Newtral
Por qué consultar a la militancia y qué esperar de ello
Siguiente

Por qué consultar a la militancia y qué esperar de ello

¿Las consultas favorecen la democracia interna o son herramientas de reafirmación del aparato del partido? Preguntamos a los expertos sobre el valor y las implicaciones de estos procesos 



Tras los comicios del 10 de noviembre, PSOE, Podemos, Izquierda Unida y Esquerra Republicana han organizado consultas a su militancia para definir su postura en los acuerdos postelectorales: los tres primeros sobre la alianza para un Ejecutivo de coalición y el partido catalán para definir su postura en una hipotética investidura de Sánchez. 

Las diferencias entre los dos grupos van más allá de los contenidos. También se diferencian en los tiempos y la capacidad de movilización. Los dirigentes de Unidas Podemos y los socialistas preguntaron a sus bases una vez habían firmado el preacuerdo, mientras que ERC lo hizo como paso previo a definir una postura en la elección de presidente del Gobierno.

¿Qué valor tienen las consultas? 

La politóloga y profesora de la Universidad Carlos III Sílvia Claveria señala el 2012, año posterior al inicio de las movilizaciones del 15-M, como punto de inflexión en la celebración de consultas internas. Tras estas protestas, se incorporaron al panorama político formaciones que trajeron consigo una exigencia de mayor transparencia y menor jerarquización en los partidos que tuvo un efecto de arrastre en algunas organizaciones ya existentes: “A partir de la crisis de representación que hubo en 2012, los partidos intentan incorporar nuevas medidas relacionadas con mecanismos de democracia interna para tener una mejor imagen y acercarse más a sus militantes y a la población”. Clavería considera que, con esta iniciativa, los partidos “han mejorado mucho” a la hora de “representar los intereses de sus bases” y estar “mucho más informados”. 

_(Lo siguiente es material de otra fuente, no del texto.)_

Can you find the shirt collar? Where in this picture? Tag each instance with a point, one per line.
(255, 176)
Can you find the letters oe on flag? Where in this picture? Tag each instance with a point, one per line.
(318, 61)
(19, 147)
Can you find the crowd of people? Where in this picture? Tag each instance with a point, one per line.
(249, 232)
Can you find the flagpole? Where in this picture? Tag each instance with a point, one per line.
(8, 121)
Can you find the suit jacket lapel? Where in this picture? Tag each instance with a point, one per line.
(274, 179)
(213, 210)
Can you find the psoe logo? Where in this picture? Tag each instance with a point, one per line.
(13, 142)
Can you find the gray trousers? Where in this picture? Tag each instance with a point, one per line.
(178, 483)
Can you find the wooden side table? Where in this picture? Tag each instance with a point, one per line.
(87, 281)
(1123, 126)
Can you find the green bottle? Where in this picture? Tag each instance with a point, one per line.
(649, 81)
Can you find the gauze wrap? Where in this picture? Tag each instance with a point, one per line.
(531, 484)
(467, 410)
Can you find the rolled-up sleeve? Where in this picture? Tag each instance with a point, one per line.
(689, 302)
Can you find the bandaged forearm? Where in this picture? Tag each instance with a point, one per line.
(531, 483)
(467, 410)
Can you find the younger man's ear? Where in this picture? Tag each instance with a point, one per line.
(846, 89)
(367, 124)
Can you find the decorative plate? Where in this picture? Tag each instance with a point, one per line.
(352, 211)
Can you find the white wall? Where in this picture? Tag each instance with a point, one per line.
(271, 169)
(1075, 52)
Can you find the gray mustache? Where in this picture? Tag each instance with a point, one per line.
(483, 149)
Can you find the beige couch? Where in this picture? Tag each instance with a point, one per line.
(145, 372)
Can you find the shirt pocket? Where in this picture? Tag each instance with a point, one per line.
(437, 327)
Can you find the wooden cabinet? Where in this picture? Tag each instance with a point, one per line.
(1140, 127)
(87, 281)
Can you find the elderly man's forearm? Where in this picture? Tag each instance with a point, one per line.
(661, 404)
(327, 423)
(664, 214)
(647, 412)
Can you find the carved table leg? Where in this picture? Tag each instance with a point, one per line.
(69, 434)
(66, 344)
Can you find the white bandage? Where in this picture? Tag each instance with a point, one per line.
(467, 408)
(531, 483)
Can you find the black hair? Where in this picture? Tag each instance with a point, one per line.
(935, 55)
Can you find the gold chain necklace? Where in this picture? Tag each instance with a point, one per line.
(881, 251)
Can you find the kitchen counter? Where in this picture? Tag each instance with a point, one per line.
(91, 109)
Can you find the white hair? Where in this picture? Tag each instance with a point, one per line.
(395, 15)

Coincide en ello el politólogo e investigador del CSIC Pepe Fernández-Albertos que, sin embargo, amplía los objetivos que las formaciones persiguen con las consultas: “No buscan solo saber en abstracto cuál es la opinión de los militantes o los simpatizantes sobre un tema, sino también obligar a los partidos a los acuerdos a los que lleguen o las decisiones que tomen estén, de alguna forma, validadas por su base social”. Añade, además, como meta la movilización e implicación de las bases en la toma de decisiones.

¿Corren riesgo las direcciones?

El último factor al que apunta Fernández-Albertos genera de forma indirecta otra pregunta: si las direcciones de los partidos corren, en la práctica, algún riesgo con la convocatoria de estos referéndums internos. En este punto, discrepan los dos expertos consultados por Newtral.es. 

El investigador del CSIC considera que sí: “Siempre corren riesgos porque [una consulta] es una ventana de oportunidad para que la oposición interna se movilice y las diferencias internas se visibilicen hacia afuera”. La postura contraria la defiende Claveria, para quien la incertidumbre a la que se enfrenta la cúpula suele ser mínima, pues “normalmente es la que decide cuándo, cómo o en qué marco se celebra”. Así, “es difícil que plantee temas a consultas que sean muy polarizados o tengan riesgo de perder”, concluye. 

Lo demuestran las consultas tras el 10-N, donde el apoyo medio a la postura de la dirección ha sido del 92,8% entre los votantes. Un dato que, en parte, ha podido estar condicionado por la forma en que se han planteado las preguntas, pues su incidencia en el resultado es algo demostrado, según Fernández-Albertos: “Hay muchísimas evidencias -no solo en las consultas de los partidos, sino también en los referéndums, los plebiscitos…- de que quien hace la pregunta en cierto sentido está condicionando qué tipo de respuesta hay”.

¿Qué significa una baja participación?

La homogeneidad desaparece en lo que a participación se refiere, pues esta ha variado ostensiblemente en función de cada formación. Como se observa en el gráfico, es Podemos el partido que más personas ha movilizado en bruto y ERC el que ha logrado mayor participación entre su ‘censo’.

Sin embargo, tanto Claveria como Fernández-Albertos coinciden al explicar que no se puede interpretar estos datos de participación como se hace en unas elecciones debido a lo cambiante de los sujetos con derecho a voto: “Como los cuerpos electorales son muy volubles, a veces son los simpatizantes, a veces son los militantes, los censos no están a veces puestos al día es difícil leer una baja o alta participación como lo hacemos en unas elecciones generales, donde está muy claro cuál es el censo y qué posibilidad hay de participar”.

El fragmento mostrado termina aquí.